Not exactly hard hitting stuff, but mostly true. Except maybe for the whole "Isn't Bill Watterson amazing for not licensing his characters!" thing you hear about all the time. I fully respect Watterson for sticking to his principles, but, look, a comic strip--like art in general--is a commercial enterprise. While I'm always up for a little Garfield bashing--and to be sure, this shit here is pretty heinous--Jim Davis "selling out" hasn't actually change the quality of the comic strip. Garfield isn't mediocre because its title character has appeared on lunch boxes. It's mediocre because Davis rarely pushes at the bounds of the thin premise Martell so accurately describes. And Calvin and Hobbes, meanwhile, isn't any less great because of all those dumbass, unlicensed decals you see in the back windows of pickup trucks.

Thursday, February 18, 2010

Family Circus: Oooooh! I like their National Anfem. I hope they win more gold medals.

Here we see Dolly already plotting which countries she'll conquer, rape and pillage first when she finally gets elected President/Dictator-for-Life.

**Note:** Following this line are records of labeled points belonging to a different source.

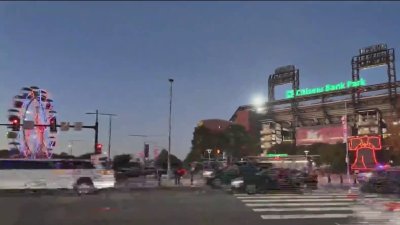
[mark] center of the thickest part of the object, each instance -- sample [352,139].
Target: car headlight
[207,173]
[237,183]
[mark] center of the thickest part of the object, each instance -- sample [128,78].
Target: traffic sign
[28,125]
[64,126]
[78,126]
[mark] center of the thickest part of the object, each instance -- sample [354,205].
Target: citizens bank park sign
[327,88]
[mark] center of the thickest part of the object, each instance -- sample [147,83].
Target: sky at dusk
[118,56]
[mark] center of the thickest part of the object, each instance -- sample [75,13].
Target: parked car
[383,181]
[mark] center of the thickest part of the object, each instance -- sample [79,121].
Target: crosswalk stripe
[305,216]
[298,200]
[298,204]
[301,209]
[293,197]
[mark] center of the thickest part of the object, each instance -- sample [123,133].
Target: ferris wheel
[32,106]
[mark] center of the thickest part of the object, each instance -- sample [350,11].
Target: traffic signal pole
[96,131]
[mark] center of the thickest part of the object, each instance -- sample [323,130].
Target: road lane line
[298,200]
[298,204]
[301,209]
[305,216]
[292,197]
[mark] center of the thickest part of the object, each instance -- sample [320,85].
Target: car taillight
[107,172]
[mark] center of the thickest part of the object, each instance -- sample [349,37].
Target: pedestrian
[176,175]
[192,169]
[159,174]
[181,172]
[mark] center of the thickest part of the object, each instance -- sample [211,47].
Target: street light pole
[347,145]
[169,130]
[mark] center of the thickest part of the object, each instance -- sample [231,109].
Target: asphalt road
[174,206]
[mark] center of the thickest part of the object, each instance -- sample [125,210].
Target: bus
[80,175]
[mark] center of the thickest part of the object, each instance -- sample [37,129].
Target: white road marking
[298,200]
[298,204]
[294,197]
[305,216]
[300,209]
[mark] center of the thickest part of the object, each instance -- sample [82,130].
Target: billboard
[328,134]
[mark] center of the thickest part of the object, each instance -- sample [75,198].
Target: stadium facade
[330,113]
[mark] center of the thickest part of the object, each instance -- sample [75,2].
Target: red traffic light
[15,123]
[99,148]
[53,125]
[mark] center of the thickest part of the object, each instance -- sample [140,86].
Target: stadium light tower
[259,103]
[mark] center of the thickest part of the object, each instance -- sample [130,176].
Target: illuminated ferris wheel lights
[33,107]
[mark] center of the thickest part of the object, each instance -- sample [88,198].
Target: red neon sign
[365,148]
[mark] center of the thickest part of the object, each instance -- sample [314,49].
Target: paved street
[194,206]
[301,209]
[145,207]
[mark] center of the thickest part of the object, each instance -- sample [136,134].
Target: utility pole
[169,133]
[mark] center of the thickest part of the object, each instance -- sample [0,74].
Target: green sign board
[326,88]
[277,155]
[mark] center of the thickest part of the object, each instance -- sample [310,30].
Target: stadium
[331,113]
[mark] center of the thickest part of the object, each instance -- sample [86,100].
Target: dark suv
[383,181]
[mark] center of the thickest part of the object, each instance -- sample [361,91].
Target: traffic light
[53,125]
[15,123]
[146,150]
[99,148]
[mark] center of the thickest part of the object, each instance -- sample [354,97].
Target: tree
[121,160]
[162,160]
[4,154]
[235,141]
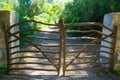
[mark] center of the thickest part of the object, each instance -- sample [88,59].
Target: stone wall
[8,18]
[111,20]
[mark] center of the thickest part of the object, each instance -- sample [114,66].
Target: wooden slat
[46,32]
[98,45]
[43,38]
[23,22]
[87,24]
[35,47]
[88,63]
[80,38]
[87,31]
[87,57]
[86,69]
[33,63]
[53,52]
[36,44]
[32,57]
[74,52]
[32,69]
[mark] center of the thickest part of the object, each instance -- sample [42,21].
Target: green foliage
[89,10]
[2,70]
[4,5]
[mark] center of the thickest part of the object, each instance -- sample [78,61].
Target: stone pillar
[111,20]
[8,18]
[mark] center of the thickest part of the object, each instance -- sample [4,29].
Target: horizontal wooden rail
[88,57]
[23,22]
[32,57]
[88,63]
[74,52]
[36,44]
[33,63]
[86,69]
[88,24]
[32,69]
[53,52]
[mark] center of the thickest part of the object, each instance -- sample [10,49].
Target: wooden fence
[72,51]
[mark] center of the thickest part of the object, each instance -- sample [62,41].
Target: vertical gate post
[112,20]
[8,18]
[62,54]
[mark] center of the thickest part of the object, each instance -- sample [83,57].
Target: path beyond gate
[64,51]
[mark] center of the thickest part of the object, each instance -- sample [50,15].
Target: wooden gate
[65,50]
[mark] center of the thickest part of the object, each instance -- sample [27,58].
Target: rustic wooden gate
[69,53]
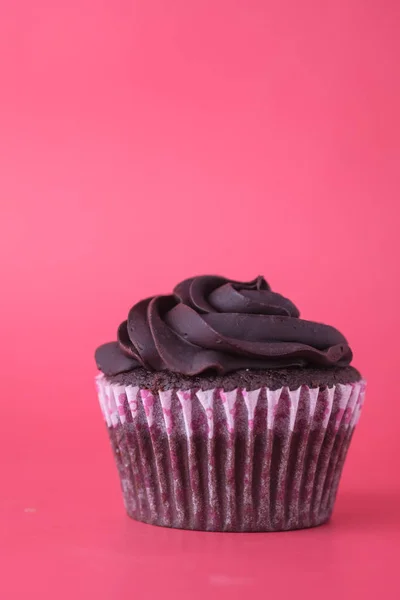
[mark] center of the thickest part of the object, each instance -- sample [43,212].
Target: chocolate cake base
[239,460]
[251,379]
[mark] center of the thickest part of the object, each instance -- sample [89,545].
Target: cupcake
[226,411]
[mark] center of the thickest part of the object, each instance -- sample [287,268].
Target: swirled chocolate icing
[210,323]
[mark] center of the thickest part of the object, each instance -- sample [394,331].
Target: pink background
[145,141]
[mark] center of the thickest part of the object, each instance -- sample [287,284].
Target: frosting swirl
[213,323]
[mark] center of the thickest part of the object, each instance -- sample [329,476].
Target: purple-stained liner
[262,460]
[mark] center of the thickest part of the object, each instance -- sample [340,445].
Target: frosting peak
[214,323]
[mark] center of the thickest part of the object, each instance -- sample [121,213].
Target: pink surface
[142,142]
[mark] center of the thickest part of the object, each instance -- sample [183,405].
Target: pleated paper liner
[262,460]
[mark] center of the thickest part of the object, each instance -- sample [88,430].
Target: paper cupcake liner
[262,460]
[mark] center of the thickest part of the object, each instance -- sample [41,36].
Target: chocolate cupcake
[226,411]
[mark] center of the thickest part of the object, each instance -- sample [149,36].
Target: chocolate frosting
[210,323]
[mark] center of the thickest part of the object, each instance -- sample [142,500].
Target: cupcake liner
[217,460]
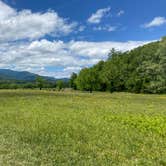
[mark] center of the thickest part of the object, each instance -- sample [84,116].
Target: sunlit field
[75,128]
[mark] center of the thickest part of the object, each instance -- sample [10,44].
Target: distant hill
[10,75]
[141,70]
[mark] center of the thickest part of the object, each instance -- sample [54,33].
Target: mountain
[141,70]
[6,74]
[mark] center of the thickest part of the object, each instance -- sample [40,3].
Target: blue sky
[58,37]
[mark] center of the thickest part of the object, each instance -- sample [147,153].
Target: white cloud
[35,54]
[121,12]
[96,18]
[24,24]
[157,21]
[71,56]
[105,28]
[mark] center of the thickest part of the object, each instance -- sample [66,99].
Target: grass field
[73,128]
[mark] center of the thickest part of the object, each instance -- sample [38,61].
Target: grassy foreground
[73,128]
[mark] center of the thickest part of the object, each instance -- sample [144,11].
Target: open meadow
[75,128]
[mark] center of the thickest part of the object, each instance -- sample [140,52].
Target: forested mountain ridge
[6,74]
[141,70]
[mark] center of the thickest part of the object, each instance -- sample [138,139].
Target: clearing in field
[74,128]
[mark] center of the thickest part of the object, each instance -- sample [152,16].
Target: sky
[58,37]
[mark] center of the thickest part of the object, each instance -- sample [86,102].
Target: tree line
[39,83]
[141,70]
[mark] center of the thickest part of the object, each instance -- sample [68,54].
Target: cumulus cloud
[23,47]
[157,21]
[105,28]
[17,25]
[96,18]
[121,12]
[71,56]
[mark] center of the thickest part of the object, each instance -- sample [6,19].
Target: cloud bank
[24,47]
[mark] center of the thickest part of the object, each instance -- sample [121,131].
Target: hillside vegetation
[142,70]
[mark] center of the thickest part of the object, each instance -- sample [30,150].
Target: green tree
[60,85]
[72,81]
[40,82]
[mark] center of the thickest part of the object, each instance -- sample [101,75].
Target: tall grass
[74,128]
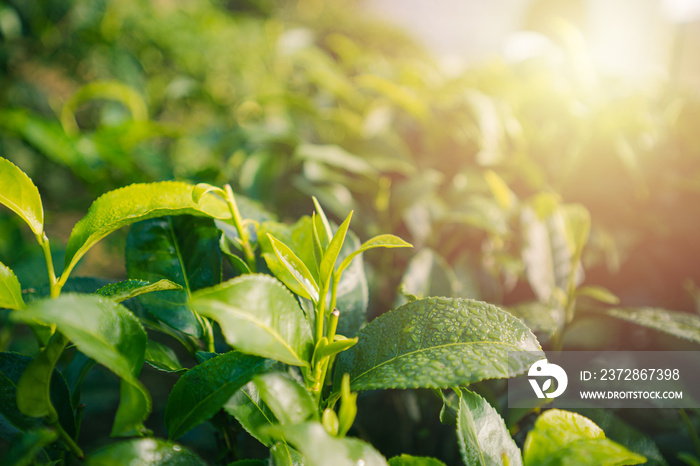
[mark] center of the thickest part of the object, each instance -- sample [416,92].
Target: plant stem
[238,223]
[691,430]
[55,287]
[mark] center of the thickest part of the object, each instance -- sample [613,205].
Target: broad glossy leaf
[204,389]
[408,460]
[381,241]
[679,324]
[127,289]
[482,434]
[146,451]
[133,203]
[259,316]
[34,386]
[12,366]
[334,247]
[19,194]
[163,358]
[253,414]
[297,268]
[286,398]
[543,319]
[566,438]
[319,448]
[10,289]
[25,447]
[111,335]
[184,250]
[438,343]
[282,454]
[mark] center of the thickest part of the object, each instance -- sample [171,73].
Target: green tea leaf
[286,398]
[619,431]
[127,289]
[259,316]
[439,343]
[25,446]
[162,358]
[325,234]
[282,454]
[599,294]
[33,389]
[548,253]
[353,290]
[482,434]
[111,335]
[204,389]
[10,289]
[319,448]
[146,451]
[133,203]
[12,366]
[247,406]
[381,241]
[331,254]
[296,267]
[408,460]
[428,274]
[183,250]
[679,324]
[19,194]
[566,438]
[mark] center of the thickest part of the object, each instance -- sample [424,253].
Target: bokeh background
[472,129]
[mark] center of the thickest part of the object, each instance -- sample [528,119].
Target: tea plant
[288,375]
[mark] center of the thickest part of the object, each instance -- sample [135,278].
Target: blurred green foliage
[480,167]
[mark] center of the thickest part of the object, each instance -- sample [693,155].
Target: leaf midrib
[430,348]
[234,310]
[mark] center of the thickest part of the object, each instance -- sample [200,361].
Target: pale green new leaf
[10,289]
[258,315]
[679,324]
[296,267]
[133,203]
[438,343]
[482,434]
[146,451]
[282,454]
[319,448]
[203,390]
[121,291]
[287,399]
[182,249]
[331,254]
[566,438]
[381,241]
[19,194]
[111,335]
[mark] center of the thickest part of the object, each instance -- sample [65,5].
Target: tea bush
[524,185]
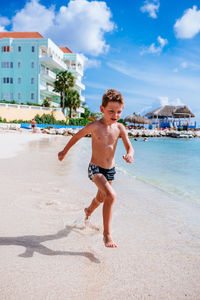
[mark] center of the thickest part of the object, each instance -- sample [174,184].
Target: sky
[147,49]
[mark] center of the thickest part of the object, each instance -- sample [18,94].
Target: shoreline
[132,133]
[45,255]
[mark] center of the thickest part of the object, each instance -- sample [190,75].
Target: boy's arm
[127,144]
[83,132]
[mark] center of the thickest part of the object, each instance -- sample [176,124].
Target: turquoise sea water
[172,165]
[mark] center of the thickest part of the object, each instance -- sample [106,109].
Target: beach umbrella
[137,119]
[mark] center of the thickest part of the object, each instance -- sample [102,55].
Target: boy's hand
[61,155]
[128,158]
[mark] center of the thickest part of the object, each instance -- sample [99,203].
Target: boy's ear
[102,108]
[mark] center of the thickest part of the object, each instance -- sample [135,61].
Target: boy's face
[112,111]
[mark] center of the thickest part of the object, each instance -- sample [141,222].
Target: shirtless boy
[105,134]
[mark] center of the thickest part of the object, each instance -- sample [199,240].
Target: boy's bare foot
[109,242]
[87,214]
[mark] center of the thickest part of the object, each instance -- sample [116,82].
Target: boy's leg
[106,189]
[94,204]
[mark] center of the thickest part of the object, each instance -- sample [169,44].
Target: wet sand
[45,254]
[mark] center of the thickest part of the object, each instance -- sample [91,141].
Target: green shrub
[78,122]
[48,119]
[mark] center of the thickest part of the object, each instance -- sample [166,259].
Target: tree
[46,103]
[64,81]
[72,100]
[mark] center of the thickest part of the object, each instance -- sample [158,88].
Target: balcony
[76,69]
[80,110]
[79,84]
[49,75]
[48,90]
[82,98]
[53,62]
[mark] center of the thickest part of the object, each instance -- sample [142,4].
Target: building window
[7,80]
[7,49]
[7,96]
[7,64]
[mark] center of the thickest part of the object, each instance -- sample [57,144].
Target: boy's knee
[110,196]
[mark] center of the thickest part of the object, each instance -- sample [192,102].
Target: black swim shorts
[94,170]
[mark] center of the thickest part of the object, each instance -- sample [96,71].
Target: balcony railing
[20,106]
[48,89]
[53,61]
[79,84]
[49,74]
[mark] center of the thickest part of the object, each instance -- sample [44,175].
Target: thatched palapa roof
[170,111]
[183,112]
[136,119]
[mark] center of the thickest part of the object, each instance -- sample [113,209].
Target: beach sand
[46,254]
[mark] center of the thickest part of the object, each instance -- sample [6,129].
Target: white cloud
[153,49]
[90,62]
[3,22]
[189,24]
[151,7]
[184,65]
[33,17]
[80,25]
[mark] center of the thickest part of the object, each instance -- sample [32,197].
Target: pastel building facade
[28,67]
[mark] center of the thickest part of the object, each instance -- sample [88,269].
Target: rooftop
[20,35]
[65,49]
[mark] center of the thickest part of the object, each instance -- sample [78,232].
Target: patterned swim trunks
[94,170]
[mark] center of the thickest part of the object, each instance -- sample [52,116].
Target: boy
[105,134]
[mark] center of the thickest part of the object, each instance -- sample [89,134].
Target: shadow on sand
[32,243]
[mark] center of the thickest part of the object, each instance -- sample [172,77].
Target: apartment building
[28,67]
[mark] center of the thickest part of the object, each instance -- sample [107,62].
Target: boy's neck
[107,123]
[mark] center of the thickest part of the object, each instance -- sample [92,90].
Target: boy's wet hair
[112,96]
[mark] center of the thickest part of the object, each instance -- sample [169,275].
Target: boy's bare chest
[107,137]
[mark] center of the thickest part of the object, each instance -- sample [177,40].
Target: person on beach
[105,134]
[33,125]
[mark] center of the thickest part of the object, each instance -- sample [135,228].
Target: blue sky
[148,50]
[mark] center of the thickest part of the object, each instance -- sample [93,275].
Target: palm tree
[72,101]
[64,81]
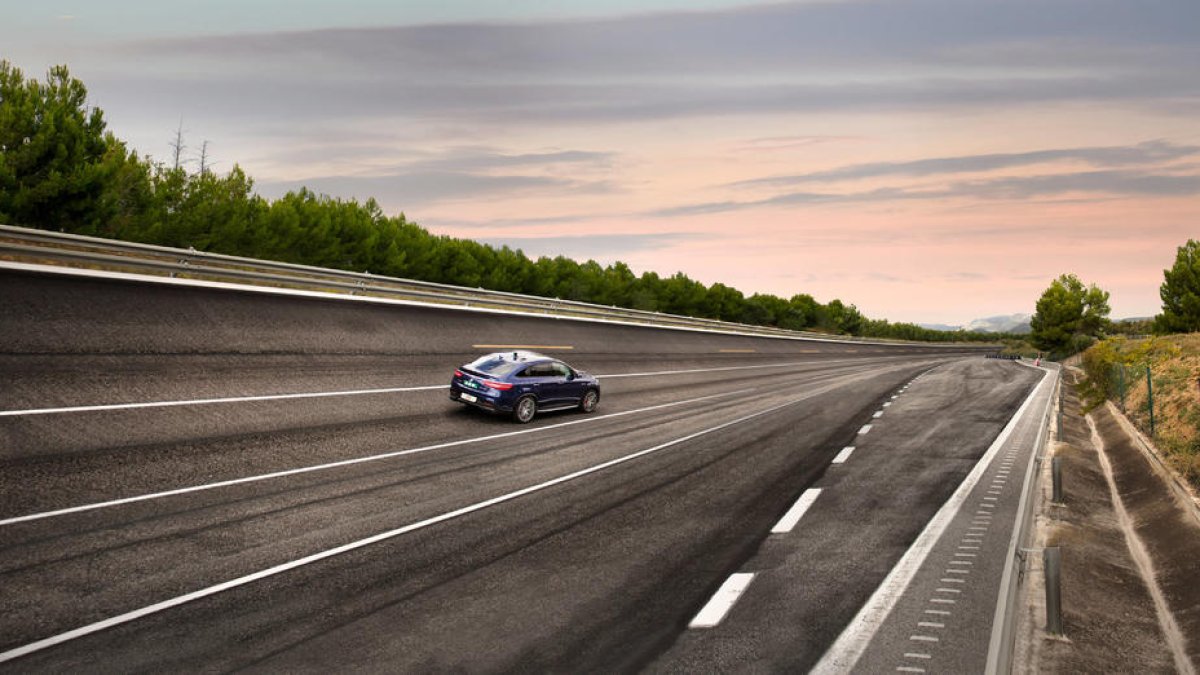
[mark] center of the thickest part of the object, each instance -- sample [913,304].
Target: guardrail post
[1056,481]
[1059,436]
[1051,561]
[1150,400]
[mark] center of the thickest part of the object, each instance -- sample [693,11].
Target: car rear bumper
[481,402]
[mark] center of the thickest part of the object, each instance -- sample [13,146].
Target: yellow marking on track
[523,346]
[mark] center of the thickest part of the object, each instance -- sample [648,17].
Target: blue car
[522,384]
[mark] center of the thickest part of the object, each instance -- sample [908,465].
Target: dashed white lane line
[342,463]
[366,542]
[853,640]
[798,509]
[723,601]
[844,454]
[346,393]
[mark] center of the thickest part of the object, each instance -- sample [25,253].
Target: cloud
[481,159]
[593,245]
[858,55]
[408,189]
[1151,151]
[1104,183]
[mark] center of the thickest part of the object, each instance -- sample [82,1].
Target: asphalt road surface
[311,508]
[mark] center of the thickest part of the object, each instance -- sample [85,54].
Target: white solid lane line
[345,463]
[225,400]
[798,509]
[373,539]
[723,601]
[850,645]
[353,392]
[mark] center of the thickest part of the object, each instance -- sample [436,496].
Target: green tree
[1181,292]
[58,167]
[1069,316]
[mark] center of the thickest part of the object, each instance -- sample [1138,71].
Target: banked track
[300,494]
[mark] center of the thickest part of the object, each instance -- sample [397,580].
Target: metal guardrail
[1000,653]
[19,244]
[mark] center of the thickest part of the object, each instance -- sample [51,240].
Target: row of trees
[61,169]
[1071,316]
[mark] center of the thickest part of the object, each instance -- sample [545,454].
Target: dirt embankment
[1131,581]
[1116,370]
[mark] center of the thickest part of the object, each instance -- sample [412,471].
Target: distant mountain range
[1017,323]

The Phantom: I am impressed, Walker!

So it turns out The Phantom, who wears a purple unitard and abandons his kids to run around the world in pursuit of hot female captains to fuck, is kind of a douche.

Shocking.

Wednesday, February 17, 2010

Mark Trail: Are you up to a little rough water, Senator?

Because, hey, who wouldn't want run the rapids at some place called Devil's Pass while in the midst of dying from a heart attack?

Luann: You'll be the sewin' shark!

It would appear that Luann has man hands.

This will not prevent literally hundreds of people from stumbling upon my blog while searching for images of her in sexually compromising positions.

Family Circus: ...

This comic is hilarious because look how ridiculous Billy looks with his, um, ingenuity and stuff.

Curtis: You won't find anyone worth writing about on TV for your black history report, Curtis!

I'm pretty sure The Wire would make for a fine black history report, though it's possible that Curtis isn't really old enough to be watching it.

In any event, this comic is hilarious because old people hate television and children love it.

BC: Who looks good in speedskating this year?

This comic is hilarious because The Cute Chick is cute, while The Fat Broad is fat.

Marmaduke: Has anyone seen my reading glasses?

Fortunately for Phil, Marmaduke has just eaten someone and taken his reading glasses a trophy.

This is how Phil has gotten most of possessions, actually.

Tuesday, February 16, 2010

Family Circus: Don't worry, Dolly, there aren't any judges watching us.

Aw, look at Billy attempting to teach Dolly such foreign qualities as love and kindness.

She will use this to destroy him.

Monday, February 15, 2010

Family Circus: If George Washington was the father of our country, was Uncle Sam his brother?

This comic is hilarious because Jeffy is confused by metaphors.

Lola: You know, Mom, we have TWO snow shovels!

At first, one might be taken aback to the point of disgust that a grown man would ask his elderly mother to help him shovel snow. But it's important to remember that Lola is, herself, a grown man, one who has merely disguised himself as on old lady. So it's not really all that bad.

Sunday, February 14, 2010

Daddy's Home: Sweet Hearts for the Married

This cartoon is hilarious because marriage is a miserable experience.

Family Circus: I'll be right back!

This comic is hilarious because Bill is a terrible husband.

Peanuts: I can't stand it!

This is just brutal. Brutal.

And I mean that in the best way possible.